Il sindaco De Toni torna nell’orfanotrofio dei suoi figli per un viaggio emozionante
Il sindaco di Udine Felice De Toni torna nell’orfanotrofio dove ha adottato i figli durante le ferie estive.

L’estate 2026 si apre con un’agenda di relax per i grandi nomi della politica e dell’ambiente culturale del Friuli Venezia Giulia. Dopo mesi di impegni, bilanci e provvedimenti, i politici regionali si preparano a godersi un po’ di meritato riposo. Tra i tanti, il sindaco di Udine Felice De Toni ha scelto un viaggio che per lui ha un significato particolare: tornare nell’orfanotrofio dove, oltre vent’anni fa, ha adottato i suoi figli, due fratellini oggi trentenni. L’esperienza, che si svolgerà a Danzica in Polonia, sul Mar Baltico, rappresenta un momento di riflessione e connessione con il passato.
Un viaggio tra ricordi e presente
Il viaggio del sindaco De Toni non è solo un’escursione turistica, ma un ritorno a un luogo che ha segnato la sua vita personale. L’orfanotrofio, dove i due figli hanno trovato una seconda famiglia, è un simbolo di responsabilità e dedizione. «Rivedere quel posto è un modo per ricordare chi siamo e dove siamo arrivati», ha dichiarato il sindaco, che ha scelto di accompagnare i figli in questa esperienza. L’itinerario include anche una tappa a Caorle, una località pittoresca che offre un’atmosfera rilassata e suggestiva.
Le ferie dei big della regione
Non solo De Toni si dedica al relax: molti altri esponenti della politica e dell’ambiente culturale del Friuli Venezia Giulia hanno scelto di prendersi una pausa. Il ministro per i Rapporti con il Parlamento, Luca Ciriani, si è ritirato a Lignano con la famiglia, accompagnato da Ernesto Tubaro, testimone di nozze e amico del cuore, che ha curato l’allestimento della cucina. Il presidente della Regione Fvg Massimiliano Fedriga, invece, ha optato per un viaggio tra mare e montagne, con una pausa in famiglia a Grado e a Tarvisio.
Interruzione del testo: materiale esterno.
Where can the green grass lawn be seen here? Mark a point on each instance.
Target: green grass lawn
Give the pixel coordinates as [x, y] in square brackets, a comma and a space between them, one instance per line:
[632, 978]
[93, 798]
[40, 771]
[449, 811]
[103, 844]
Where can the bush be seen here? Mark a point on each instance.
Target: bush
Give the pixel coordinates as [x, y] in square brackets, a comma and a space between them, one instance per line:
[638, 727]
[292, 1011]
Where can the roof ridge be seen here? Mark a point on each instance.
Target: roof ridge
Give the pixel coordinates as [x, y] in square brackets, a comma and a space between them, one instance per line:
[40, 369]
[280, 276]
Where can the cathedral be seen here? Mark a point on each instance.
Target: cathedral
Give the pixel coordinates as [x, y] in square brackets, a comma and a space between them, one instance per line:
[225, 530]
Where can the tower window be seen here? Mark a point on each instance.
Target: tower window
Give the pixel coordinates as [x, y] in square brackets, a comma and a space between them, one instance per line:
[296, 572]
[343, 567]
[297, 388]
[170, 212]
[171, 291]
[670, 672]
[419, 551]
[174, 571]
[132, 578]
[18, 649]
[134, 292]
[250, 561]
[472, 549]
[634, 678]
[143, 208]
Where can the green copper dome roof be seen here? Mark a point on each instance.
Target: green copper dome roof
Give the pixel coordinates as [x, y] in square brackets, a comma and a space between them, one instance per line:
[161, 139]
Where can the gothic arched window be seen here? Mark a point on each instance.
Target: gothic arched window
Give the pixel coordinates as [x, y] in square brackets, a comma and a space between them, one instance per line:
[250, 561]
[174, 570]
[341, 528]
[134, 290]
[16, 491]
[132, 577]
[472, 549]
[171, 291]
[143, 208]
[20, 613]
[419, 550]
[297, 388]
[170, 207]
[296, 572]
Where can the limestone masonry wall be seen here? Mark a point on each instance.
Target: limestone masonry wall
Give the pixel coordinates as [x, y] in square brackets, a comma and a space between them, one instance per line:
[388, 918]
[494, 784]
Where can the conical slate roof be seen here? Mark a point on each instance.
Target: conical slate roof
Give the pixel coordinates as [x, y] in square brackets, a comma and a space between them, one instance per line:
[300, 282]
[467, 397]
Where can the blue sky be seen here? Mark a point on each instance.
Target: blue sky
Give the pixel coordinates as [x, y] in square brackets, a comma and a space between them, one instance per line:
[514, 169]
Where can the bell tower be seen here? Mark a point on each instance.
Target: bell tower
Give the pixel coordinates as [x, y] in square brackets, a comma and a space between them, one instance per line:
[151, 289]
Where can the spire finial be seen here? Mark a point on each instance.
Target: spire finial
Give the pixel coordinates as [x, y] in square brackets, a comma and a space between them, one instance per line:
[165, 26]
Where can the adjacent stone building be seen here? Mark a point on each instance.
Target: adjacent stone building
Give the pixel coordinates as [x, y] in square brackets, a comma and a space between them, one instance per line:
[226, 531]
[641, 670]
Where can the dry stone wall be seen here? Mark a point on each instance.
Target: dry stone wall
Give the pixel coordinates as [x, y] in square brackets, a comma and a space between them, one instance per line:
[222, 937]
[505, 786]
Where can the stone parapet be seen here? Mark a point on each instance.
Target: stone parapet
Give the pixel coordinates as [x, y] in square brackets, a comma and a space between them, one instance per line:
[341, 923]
Il sindaco di Pordenone Alessandro Basso, pur con pochi giorni di riposo, ha promesso di lavorare il meno possibile, anche se sappiamo che sarà un’utopia. Con Loris Bazzo, si è diretto a Lignano, dove la tavola sarà da mille e una notte, grazie alla passione culinaria del sindaco. «Ho anche qualche pesciolino da cucinare», ha rivelato, mostrando l’entusiasmo per la vacanza. L’evento include anche il martedì italiano al “Charlie”, un momento di divertimento e socializzazione.
Viaggi in tutto il mondo
Al di fuori del Friuli, altri politici hanno scelto destinazioni internazionali. Il consigliere d’opposizione del Pd, Nicola Conficoni, ha deciso di visitare il Sudafrica, dove vivrà un’esperienza di safari al Kruger, la Garden Route e Città del Capo. «Di sicuro andrò a vedere la prigione di Mandela», ha ricordato Conficoni, che nel suo curriculum di viaggiatore seriale vanta esperienze in Cina, Vietnam, Laos, Cambogia, Birmania, Uzbekistan, Iran, Istanbul, Marocco, Messico, Brasile, Perù, Bolivia, Patagonia, isole Lofoten e Norvegia.
Il vescovo Giuseppe Pellegrini, invece, ha scelto un viaggio spirituale, con una tappa a Lourdes per accompagnare i malati e pregare per i pordenonesi. In patria, si muove tra la città e la sua dimora al Piancavallo, cercando un po’ di fresco a contatto con la natura. Altri nomi importanti, come Marco Consalvo e Donata Vianelli, hanno scelto destinazioni come la Sicilia e Alicante, rispettivamente, per vivere esperienze culturali e familiari. Le ferie dei big della regione sono quindi un mix di relax, connessione con la famiglia e momenti di riflessione. Tra viaggi emozionanti e ritiri in famiglia, i politici del Friuli Venezia Giulia si preparano a un’estate ricca di esperienze, anche se non sempre completamente distaccati dal lavoro. Il sindaco De Toni, con il suo viaggio nell’orfanotrofio, rappresenta un esempio di come il riposo possa essere anche un momento di crescita personale e sociale.